Before, Facebook and Cambridge Analytica, nobody cared about privacy. Now, privacy is on the verge of becoming a competitive advantage as well.
We're already seeing Facebook and Google being forced to put privacy front and center on their keynote stages this year. They focused on third parties instead of first, of course. And Facebook tried to gaslight us by conflating privacy with encryption and Google with data retention. But that, at least, puts them into play and under the spotlight. Hopefully to enjoy the same scrutiny and accountability — both for what they're doing and what they're failing to do.
That includes Apple. iCloud Backups are fail safe because that's what's best for a majority of users, but I still want to see a fail secure option for those who need it. iMessage is end-to-end encrypted but SMS fallback isn't. I'd love a per-instance option to prevent that, instead of just a universal switch off. Google is still the default search engine, and there's no way to choose Duck Duck Go as part of the initial setup. And then there's governments. America with San Bernardino. Australia with anti-encryption laws. And most recently, China, and their efforts to exert influence well beyond their borders.

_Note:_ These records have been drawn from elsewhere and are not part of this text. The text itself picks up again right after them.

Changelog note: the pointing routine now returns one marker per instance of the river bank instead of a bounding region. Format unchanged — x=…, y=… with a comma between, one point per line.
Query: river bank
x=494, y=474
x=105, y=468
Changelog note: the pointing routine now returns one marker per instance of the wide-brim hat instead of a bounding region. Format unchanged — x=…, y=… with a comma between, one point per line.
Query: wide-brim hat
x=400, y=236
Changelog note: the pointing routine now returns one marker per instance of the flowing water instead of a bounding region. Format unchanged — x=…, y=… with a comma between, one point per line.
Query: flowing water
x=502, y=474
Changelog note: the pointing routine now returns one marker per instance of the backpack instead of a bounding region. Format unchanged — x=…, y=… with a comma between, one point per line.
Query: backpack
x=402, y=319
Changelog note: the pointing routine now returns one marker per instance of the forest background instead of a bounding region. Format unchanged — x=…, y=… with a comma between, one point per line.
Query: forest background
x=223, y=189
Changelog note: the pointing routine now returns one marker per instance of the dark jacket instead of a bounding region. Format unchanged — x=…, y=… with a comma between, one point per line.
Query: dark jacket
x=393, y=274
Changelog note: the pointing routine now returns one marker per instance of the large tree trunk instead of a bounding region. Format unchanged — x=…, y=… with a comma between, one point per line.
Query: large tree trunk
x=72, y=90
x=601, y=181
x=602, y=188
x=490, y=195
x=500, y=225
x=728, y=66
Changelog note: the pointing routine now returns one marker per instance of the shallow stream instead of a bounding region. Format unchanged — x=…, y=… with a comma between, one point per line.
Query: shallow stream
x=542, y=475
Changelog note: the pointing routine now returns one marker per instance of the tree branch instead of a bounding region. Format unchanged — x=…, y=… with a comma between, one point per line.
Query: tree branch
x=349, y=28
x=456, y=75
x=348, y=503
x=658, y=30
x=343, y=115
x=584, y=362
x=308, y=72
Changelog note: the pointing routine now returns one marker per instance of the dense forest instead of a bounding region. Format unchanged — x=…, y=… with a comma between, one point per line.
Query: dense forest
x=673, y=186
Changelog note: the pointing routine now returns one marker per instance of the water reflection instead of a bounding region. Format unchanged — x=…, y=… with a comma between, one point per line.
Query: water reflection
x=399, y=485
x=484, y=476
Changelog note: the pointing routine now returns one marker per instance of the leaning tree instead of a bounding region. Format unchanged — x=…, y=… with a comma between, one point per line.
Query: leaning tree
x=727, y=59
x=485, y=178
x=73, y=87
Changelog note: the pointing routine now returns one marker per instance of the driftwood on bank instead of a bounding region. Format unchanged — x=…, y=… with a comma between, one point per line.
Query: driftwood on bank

So, Apple, you go. Ratchets up the rhetoric, ratchet up the pressure as well, on yourselves and on the industry.
Like that James Cameron saying: Set your goals so ridiculously high that even your failures, you will fail above everyone else's success.
Make the stakes that high. Higher. High enough that you worry about failing, all the time, and force everyone else in the industry to worry about it and do something about it as well.